Kevin Rupp – Keep Hope Alive

This father’s heartfelt farewell to his dying daughter will make you believe in hope again. Kevin Rupp shares the life-changing lessons he learned while watching his daughter fight for her life.

Transcript:

Our daughter had fallen ill at school and apparently she was having a seizure. She was healthy, we had no inkling of anything going on. She was rushed to the local hospital. They told her that they found a lime sized tumor on the right side of her brain. He said they were gonna do brain surgery the next morning.

And that’s when another doctor pulled us aside and said, your daughter probably won’t live till morning. And then she went in for her nine hours of brain surgery but she made it.

And we thought we were done, this was over. Until two days later and they told us, your daughter has glioblastoma multiforme, brain cancer. Fatal nearly 100% of the time within one year. Once again a doctor pulled us aside and said make memories now.

Before we knew it we were at two years past diagnosis, Felicia kept on going, it was four years. Before we knew it we were at five years past diagnosis which is a benchmark in cancer treatment and it was a celebration. She was cancer free and for five years she had kicked brain cancer’s butt. The little girl that could.

That summer of her fifth year, Felicia became ill. We thought it was the flu. So after a few weeks of dealing with this flu, we had to take her back to Hershey. And there they told us, Felicia has leukemia. So we were back at it. This was a struggle from the start. Something you don’t ever want to hear. Talk about your child in the same sentences as ventilators, feeding tubes, do not resuscitate orders.

Felicia started to lose consciousness, sometimes 24 hours a day. And one night I couldn’t sleep, and I went into the intensive care unit and I quietly sat by her bed and I looked at her sleeping, and I thought what an incredible child, how lucky I have been to be this child’s father. I told her how much we loved her, I told her how proud we were of her battle, and I said to her, if the angels are here for you, then it’s time to get going. And then she opened her eyes and she looked at me, and she said I love you daddy. That’s the last thing, she ever said to me. She took two more breaths and she died in my arms.

You hear the stories of people that have had after death experiences and they say, they float above the bed and they can look down on the scene and see what’s going on.
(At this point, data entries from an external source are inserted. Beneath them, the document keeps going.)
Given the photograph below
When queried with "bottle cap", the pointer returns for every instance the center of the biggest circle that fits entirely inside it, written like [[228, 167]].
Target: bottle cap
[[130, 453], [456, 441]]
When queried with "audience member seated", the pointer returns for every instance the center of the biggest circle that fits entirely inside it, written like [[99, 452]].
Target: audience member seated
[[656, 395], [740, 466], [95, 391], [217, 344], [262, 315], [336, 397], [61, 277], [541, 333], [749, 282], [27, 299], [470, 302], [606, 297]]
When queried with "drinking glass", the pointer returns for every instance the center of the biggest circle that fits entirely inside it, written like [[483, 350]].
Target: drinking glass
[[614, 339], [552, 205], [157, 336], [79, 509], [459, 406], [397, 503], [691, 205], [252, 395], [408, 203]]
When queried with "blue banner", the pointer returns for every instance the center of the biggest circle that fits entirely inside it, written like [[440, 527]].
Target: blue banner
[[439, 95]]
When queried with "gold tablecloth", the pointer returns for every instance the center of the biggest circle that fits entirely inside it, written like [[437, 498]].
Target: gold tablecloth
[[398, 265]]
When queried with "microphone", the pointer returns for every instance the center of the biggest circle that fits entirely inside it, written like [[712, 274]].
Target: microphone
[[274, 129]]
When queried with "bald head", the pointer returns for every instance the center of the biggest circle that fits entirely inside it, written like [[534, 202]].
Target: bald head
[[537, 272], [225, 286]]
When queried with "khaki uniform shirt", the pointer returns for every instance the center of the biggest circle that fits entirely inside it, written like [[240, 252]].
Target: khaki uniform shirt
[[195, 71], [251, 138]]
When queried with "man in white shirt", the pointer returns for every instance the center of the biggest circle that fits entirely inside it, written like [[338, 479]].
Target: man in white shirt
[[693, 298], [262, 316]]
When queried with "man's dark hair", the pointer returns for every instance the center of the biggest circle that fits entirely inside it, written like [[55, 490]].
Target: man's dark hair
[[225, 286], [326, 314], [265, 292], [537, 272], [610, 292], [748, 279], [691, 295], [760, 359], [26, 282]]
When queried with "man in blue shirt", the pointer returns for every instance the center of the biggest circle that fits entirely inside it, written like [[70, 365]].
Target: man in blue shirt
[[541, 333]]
So just in case I looked up at corner of the room and I waved, I hope she saw me.

Our daughter’s been gone for 16 years and people say to us still, isn’t it time to move on and let the past be the past? Grief is forever, it doesn’t go away, it becomes a part of you.

American novelist Anne Lamott said, hope begins in the dark, the stubborn hope that if you just show up and try to do the right thing the dawn will come, you wait and watch and work you don’t give up, all I can do is love her, love the world, emulate her by living with daring spirit and joy, grief and love are conjoined, you don’t get one without the other.

The reason we never heal is because our love never dies and maybe the reason we never heal is to keep hope alive.